14 Aralık 2014

sarı ışık sızan evlerde'n


Tanıştığımız yerde güzel ağaçlar hatırlıyorum. Genzimizden akıttığımız sonsuz ve coşkun bir su. Çubuk krakerimizi nereden aldığımızı hatırlamıyorum, ama dünyada hastaneye bakıp da güzel olan nadir yerlerden biriydi. Bir bayırı koşarak çıkardık her kırk dakikada bir. Senin hiç arkadaş olamadığını söylediğin o kızla salkım söğüt yıkamıştık bir keresinde. Söğüt Dede. Evet böyle bir ismi vardı. Karıncaların ağaçta yürümesi korkunç bir şeydi o zaman ve biz sahip olduğumuz her şey çok temiz olsun istiyorduk. 

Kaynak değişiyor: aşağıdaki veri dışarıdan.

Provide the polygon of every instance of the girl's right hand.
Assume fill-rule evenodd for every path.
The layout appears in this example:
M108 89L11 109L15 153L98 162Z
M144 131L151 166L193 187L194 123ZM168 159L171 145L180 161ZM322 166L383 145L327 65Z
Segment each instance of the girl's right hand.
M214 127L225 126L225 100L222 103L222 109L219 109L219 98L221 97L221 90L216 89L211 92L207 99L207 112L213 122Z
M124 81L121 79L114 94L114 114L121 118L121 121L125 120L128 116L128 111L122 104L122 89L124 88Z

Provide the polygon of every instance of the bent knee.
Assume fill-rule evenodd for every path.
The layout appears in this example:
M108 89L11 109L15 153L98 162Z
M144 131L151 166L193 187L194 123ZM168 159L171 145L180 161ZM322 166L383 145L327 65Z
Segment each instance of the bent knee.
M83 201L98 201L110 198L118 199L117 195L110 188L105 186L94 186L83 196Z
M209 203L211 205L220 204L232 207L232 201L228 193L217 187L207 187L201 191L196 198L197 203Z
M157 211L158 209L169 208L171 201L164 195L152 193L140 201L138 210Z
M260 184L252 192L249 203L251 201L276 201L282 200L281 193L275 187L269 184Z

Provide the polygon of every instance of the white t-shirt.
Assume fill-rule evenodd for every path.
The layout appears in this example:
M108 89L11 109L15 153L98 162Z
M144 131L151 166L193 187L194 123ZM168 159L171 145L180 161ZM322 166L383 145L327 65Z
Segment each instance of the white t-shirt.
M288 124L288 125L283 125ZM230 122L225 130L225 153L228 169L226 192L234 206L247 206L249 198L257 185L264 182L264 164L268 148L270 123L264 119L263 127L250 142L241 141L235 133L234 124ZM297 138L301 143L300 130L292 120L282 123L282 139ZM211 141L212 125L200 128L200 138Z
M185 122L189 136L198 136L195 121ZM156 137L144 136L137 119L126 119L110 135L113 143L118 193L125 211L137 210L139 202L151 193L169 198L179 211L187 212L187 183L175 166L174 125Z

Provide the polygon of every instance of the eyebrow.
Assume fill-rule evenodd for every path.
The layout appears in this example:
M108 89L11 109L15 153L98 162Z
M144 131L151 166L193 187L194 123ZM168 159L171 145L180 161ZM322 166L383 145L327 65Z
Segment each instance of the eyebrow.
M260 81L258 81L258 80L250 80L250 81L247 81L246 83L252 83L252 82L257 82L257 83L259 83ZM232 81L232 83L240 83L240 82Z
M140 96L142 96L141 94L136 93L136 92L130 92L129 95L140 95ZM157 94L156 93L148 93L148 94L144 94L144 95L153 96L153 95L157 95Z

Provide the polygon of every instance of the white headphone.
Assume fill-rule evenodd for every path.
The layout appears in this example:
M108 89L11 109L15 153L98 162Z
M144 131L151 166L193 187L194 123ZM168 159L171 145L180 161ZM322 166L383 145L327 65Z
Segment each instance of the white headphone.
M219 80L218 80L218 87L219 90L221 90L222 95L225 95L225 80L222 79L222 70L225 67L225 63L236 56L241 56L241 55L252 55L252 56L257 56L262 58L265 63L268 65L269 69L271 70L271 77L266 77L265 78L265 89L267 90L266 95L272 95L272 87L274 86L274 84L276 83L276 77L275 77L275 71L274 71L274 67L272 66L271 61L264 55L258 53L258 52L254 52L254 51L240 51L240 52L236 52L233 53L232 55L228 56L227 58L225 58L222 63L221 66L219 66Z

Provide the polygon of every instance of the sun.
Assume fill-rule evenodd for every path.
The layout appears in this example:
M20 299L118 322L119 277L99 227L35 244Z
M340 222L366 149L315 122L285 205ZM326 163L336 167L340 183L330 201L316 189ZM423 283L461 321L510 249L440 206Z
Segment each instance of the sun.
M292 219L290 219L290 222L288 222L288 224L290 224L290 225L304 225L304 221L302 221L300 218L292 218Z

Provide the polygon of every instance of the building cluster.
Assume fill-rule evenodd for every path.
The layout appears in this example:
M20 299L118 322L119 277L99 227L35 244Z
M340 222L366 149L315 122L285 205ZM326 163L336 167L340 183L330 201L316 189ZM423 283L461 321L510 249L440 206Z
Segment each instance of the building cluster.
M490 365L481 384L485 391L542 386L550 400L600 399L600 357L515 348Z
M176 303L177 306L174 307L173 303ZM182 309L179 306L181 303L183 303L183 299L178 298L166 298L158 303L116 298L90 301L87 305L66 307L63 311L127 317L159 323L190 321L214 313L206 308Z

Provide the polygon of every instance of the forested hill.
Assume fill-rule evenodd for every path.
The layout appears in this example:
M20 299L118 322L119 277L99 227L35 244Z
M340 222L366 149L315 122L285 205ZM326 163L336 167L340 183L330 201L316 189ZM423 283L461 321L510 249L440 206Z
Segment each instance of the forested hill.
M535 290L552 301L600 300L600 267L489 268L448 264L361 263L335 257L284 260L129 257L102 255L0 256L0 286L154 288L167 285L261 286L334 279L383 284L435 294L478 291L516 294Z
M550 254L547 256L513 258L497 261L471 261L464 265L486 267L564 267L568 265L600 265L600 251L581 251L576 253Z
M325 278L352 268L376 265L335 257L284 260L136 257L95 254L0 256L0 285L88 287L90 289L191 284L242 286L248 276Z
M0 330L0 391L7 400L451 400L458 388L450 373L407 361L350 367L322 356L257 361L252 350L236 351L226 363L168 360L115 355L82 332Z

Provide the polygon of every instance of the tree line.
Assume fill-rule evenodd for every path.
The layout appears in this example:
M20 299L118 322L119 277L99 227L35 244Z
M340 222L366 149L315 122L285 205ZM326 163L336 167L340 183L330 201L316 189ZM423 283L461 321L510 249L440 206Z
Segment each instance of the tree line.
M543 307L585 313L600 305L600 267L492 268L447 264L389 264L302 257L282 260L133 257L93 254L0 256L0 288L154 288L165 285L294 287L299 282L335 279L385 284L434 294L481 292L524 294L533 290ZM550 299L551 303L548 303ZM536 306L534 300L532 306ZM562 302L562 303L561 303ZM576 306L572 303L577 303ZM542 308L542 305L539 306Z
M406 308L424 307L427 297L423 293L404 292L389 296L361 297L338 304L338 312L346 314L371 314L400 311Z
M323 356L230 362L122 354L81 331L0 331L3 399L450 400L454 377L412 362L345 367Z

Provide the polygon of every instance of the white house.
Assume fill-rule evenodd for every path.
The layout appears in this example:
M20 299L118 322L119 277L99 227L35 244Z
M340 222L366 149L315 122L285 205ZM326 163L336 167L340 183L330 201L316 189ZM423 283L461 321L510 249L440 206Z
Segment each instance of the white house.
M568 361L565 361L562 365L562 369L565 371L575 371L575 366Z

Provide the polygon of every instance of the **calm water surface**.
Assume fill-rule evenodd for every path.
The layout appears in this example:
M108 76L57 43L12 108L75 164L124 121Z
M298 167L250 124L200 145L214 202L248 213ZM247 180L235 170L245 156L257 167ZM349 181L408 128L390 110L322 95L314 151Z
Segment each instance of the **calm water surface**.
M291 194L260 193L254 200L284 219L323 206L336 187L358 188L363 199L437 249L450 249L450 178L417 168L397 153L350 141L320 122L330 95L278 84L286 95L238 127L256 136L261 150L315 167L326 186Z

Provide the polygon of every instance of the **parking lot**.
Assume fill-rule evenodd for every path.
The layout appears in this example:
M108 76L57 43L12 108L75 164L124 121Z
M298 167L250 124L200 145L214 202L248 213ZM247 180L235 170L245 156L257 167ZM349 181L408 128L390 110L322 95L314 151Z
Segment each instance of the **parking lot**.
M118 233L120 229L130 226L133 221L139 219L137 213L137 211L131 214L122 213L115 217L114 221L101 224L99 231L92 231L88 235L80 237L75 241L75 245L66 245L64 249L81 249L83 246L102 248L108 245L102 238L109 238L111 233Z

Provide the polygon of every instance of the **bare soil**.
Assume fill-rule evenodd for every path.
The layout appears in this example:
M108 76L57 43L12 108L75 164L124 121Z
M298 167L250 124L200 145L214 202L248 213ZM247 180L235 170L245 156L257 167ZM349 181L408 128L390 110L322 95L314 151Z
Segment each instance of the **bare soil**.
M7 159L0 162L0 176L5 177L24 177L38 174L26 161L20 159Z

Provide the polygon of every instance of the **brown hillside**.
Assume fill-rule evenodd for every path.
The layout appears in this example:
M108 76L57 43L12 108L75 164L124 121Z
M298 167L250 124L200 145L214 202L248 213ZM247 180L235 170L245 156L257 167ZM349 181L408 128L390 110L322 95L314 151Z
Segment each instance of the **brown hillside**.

Sahip olduğumuz her şey çok temiz olsun.
Değişmeyen bir sürü şey görüyorum şimdi yer edinemeyip de kenarına ilişmeye çalıştığım şu dünya parçası üzerinde. 
Yıkayamadığım kirleri var bazı şeylerin. Yıkayıp da akıtamadığım. Ama hep temiz olsun istediğim.
Uzun uzun susardım.
Uzun uzun susuyorum.
Baktığım bir çift göz beni o ağaçların arasına götürüyor mu emin değilim, ama hâlâ benim kaçtığım rüyalarla senin bilimkurgu senaryolarının kesiştiği bir yer var, ve muhtemel ki on bir yaşında.
Yanındayken büyümemi engelleyen bir şey var. Oysa temizleyemediğim bir sürü şey arasında öyle yaşlanıyorum ki..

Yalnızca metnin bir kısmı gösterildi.